Inductive Logic, Probabilistic Thinking, and Decision-Making

Uncertainty as the Norm

In real life, we rarely have complete information. We make decisions under conditions of uncertainty: data are incomplete, models are approximate, the future is unpredictable. Probabilistic thinking is the skill of working with this uncertainty—without denying it and without paralysis.

Basic Probability Theory

The probability of an event is a number from 0 to 1, showing relative frequency or degree of confidence. P(A) = 1: event A will certainly occur. P(A) = 0: never. P(A) = 0.5: equally likely yes or no.

Addition (mutually exclusive events): P(A ∨ B) = P(A) + P(B). If a coin: P(heads) + P(tails) = 1. Multiplication (independent events): P(A ∧ B) = P(A) × P(B). Two coin tosses: P(two heads) = 0.5 × 0.5 = 0.25. Conditional probability: P(A|B) — probability of A given B.

Bayes' Theorem

Perhaps the most important formula for rational thinking:

P(H|E) = P(E|H) × P(H) / P(E)

Where H is the hypothesis, E is the observed evidence. We update the prior probability P(H) considering the new evidence E to obtain the posterior probability P(H|E).

Example: A test for a disease has 99% sensitivity and 99% specificity. The disease occurs in 1 out of 1,000 people. You test positive—what is the probability that you are actually sick?

Intuition says: “99% accuracy means you’re surely sick.” Bayes says differently: out of 100,000 people, about 100 are sick (all will test positive) and 99,900 are healthy (1% false positives = ~999 people). In total, ~1,099 positive tests, of which only 100 are truly sick. P(sick|+test) ≈ 9%. Unexpected!

Bayesian thinking teaches: always consider the base rate (prior). A rare event remains rare, even if the test “detects” it.

Errors in Probabilistic Thinking

Base rate error: ignoring prior probability. “A serial killer is a middle-aged man, reserved, likes weapons.” This profile fits millions of people. You can’t diagnose a rare event by a vague profile.

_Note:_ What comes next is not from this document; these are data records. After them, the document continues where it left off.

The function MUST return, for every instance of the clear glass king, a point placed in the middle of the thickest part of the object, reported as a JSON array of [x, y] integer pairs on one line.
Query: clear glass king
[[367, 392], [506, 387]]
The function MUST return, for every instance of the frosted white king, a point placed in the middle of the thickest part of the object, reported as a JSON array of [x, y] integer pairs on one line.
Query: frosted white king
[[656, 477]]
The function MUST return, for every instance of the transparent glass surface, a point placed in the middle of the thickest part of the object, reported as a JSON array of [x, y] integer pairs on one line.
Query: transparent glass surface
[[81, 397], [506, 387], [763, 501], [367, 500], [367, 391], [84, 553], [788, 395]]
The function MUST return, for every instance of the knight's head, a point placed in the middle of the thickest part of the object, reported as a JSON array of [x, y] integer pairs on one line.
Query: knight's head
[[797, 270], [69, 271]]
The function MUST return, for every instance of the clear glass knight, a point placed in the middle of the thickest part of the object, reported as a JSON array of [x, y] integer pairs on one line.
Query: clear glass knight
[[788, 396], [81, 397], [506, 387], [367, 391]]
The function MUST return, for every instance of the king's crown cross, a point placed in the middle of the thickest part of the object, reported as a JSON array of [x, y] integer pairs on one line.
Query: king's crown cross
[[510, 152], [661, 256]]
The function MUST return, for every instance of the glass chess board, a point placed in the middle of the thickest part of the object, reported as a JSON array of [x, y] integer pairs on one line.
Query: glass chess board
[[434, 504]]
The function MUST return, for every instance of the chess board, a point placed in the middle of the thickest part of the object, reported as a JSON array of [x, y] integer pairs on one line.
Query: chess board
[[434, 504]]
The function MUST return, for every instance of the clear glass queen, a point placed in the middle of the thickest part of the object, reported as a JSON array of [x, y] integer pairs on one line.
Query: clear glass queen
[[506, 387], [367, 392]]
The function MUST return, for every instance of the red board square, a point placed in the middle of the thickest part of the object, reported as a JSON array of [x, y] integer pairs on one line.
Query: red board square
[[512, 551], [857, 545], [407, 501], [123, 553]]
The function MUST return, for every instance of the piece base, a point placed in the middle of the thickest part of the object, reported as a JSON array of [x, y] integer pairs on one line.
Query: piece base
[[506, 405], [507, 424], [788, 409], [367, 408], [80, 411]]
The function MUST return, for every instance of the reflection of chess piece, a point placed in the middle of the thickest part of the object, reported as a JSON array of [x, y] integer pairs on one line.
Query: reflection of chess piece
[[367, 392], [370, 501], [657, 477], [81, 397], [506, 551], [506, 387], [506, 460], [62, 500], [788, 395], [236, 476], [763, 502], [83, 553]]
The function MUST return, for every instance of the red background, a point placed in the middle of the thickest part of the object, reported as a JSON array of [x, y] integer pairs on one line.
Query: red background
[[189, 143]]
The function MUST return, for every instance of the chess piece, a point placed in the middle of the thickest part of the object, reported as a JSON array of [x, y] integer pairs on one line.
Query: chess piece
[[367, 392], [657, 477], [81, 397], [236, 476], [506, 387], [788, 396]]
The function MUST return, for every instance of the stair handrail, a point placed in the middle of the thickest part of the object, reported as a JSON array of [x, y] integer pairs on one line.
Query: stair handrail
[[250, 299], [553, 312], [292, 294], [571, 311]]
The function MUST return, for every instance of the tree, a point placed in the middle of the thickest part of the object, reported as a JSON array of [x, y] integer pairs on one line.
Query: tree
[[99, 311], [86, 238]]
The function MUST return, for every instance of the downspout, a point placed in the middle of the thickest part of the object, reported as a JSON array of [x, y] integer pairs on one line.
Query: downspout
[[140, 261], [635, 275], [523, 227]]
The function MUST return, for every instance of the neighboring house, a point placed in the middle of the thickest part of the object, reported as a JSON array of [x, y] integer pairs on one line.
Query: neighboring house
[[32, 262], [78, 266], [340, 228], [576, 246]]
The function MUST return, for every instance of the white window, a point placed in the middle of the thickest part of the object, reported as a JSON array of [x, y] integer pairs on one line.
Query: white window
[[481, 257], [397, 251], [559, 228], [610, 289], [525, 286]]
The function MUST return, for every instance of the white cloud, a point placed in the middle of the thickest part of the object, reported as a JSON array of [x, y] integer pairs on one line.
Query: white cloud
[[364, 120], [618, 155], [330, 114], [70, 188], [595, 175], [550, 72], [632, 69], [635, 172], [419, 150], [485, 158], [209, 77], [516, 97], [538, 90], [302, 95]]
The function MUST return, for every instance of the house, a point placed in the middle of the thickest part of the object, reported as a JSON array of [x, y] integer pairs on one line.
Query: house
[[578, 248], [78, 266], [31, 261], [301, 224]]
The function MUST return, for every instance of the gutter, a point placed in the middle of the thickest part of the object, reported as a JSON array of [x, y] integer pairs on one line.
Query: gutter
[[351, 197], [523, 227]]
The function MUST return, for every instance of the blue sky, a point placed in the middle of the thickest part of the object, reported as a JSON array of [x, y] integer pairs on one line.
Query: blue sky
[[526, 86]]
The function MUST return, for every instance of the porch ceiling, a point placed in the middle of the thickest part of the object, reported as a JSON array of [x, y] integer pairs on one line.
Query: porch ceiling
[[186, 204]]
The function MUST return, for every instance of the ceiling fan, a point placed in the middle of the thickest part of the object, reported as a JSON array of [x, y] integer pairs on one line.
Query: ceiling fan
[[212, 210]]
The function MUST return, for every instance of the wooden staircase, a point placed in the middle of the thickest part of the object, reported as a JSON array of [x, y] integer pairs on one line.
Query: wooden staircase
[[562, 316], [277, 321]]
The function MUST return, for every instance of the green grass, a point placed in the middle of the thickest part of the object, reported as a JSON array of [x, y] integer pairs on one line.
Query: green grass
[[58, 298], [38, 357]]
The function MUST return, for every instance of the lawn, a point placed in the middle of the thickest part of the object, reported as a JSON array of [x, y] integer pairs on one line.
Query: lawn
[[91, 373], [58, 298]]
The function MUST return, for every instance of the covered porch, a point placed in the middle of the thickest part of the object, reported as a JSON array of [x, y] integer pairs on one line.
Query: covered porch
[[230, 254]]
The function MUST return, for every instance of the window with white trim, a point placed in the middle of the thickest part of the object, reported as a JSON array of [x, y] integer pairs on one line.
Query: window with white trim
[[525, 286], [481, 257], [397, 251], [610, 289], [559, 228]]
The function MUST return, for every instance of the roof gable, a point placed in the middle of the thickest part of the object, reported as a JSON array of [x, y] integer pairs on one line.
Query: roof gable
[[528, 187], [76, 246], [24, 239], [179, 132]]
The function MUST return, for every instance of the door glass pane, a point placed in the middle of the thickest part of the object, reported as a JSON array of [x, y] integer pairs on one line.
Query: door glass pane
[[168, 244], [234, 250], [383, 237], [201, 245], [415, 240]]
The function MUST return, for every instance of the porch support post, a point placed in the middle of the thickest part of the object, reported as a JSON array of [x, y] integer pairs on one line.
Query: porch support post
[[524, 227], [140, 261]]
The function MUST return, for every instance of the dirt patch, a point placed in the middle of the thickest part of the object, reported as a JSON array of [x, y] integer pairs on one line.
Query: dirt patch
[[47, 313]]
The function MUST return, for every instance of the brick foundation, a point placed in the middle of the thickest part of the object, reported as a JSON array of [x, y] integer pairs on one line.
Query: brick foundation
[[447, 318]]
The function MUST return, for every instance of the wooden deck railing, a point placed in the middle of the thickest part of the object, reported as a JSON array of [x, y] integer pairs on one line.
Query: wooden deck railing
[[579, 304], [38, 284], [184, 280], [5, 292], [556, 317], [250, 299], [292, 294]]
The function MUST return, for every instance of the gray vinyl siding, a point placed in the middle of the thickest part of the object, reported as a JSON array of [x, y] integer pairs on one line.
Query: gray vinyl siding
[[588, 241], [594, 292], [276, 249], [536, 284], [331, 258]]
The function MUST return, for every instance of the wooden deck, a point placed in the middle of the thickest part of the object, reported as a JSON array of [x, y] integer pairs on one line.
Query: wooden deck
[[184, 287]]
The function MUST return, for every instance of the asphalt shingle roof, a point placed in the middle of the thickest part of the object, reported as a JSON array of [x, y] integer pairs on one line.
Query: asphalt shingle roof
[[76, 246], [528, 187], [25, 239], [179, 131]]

Simpson’s paradox: a trend observed in subgroups disappears or changes direction when data are combined. Hospital A has higher survival for both mild and severe cases. Hospital B—for overall. How? Hospital A accepts more severe cases. The choice of data aggregation level is critically important.

Neglecting sample size: a statistically significant result in a small sample may be due to chance. Four successful quarters is too little to conclude about a long-term trend.

Regression to the mean: extreme results in the next period are closer to average. “The curse of the Sports Illustrated cover”: athletes on the cover often perform worse afterward—because they appeared on the cover during peak form. It is erroneous to explain the decline by “stardom.”

Expected Value and Risk

Expected Value (EV) = sum of (probability × outcome) over all outcomes. Should you play the lottery: P(win) × prize amount - P(loss) × ticket price. If EV is negative—it’s rational not to play.

But EV is not the only criterion. Risk aversion: a rational person may prefer a guaranteed $100 to a lottery with EV $150, because variability costs them dearly. Loss asymmetry: losing $100 is subjectively more painful than winning $100. Hence different strategies for large and small bets.

Question for reflection: Name a major decision in your industry that “did not work out.” Can its failure be partially explained by an error in probabilistic thinking—base rate error, regression to the mean, insufficient sample size?